On the existence and properties of Alexandroff paratopological groups

TL;DR

This paper investigates the properties of Alexandroff paratopological groups, demonstrating limitations of Alexandroff topologies in forming topological groups and exploring their broader structures and applications.

Contribution

It establishes fundamental properties of Alexandroff paratopological groups, provides explicit examples, and addresses classical open questions in the field.

Findings

No non-discrete Alexandroff topology makes a group a topological group.

Explicit non-compact T0 examples of Alexandroff paratopological groups.

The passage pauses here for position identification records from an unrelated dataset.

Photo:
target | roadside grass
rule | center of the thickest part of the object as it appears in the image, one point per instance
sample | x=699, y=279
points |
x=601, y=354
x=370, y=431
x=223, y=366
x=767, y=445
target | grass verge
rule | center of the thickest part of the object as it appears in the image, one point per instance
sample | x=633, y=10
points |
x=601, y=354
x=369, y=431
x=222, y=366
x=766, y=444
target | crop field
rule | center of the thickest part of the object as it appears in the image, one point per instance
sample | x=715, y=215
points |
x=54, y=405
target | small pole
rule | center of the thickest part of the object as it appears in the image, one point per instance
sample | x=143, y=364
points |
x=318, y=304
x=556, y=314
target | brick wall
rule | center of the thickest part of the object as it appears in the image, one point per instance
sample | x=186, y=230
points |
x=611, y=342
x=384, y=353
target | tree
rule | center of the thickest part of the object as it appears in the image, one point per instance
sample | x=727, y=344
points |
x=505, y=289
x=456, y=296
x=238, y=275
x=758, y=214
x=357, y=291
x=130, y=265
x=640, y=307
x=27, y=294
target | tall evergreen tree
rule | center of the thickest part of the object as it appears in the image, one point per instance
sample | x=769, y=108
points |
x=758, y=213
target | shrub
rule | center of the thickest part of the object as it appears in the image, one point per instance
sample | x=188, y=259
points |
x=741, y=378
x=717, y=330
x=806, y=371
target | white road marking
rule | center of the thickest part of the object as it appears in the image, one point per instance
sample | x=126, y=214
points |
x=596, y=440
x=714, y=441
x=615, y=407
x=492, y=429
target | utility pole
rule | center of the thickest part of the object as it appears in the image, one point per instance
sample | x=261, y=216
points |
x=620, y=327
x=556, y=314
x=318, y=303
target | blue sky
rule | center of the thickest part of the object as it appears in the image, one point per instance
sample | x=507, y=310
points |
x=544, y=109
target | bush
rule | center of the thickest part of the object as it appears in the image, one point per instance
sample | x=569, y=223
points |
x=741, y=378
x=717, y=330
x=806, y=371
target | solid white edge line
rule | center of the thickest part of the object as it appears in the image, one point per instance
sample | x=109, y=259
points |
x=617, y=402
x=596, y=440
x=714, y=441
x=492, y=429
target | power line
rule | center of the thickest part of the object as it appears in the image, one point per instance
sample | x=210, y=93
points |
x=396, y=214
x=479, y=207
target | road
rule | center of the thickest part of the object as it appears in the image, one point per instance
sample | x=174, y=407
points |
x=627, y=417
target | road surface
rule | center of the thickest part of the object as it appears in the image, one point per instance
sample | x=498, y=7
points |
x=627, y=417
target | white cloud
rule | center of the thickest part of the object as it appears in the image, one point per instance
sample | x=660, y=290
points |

Positive solutions to open questions on feebly bounded subsets in these groups.

Abstract

We study groups endowed with Alexandroff topologies and show that no non-discrete Alexandroff topology can turn a group into a topological group. This settles negatively the basic existence problem for Alexandroff topological groups. Motivated by this obstruction, we turn to the broader setting of Alexandroff paratopological groups. We establish several fundamental properties of these spaces and provide explicit non-compact $T_0$ examples, showing that the Alexandroff framework is rich enough to capture nontrivial paratopological phenomena. As applications, we address two classical open questions concerning feebly bounded subsets in paratopological groups, proving that non-compact Alexandroff paratopological groups offer a positive solution both for products of feebly bounded sets and for the feebly boundedness of $B^2$ when $B$ is a feebly bounded subset.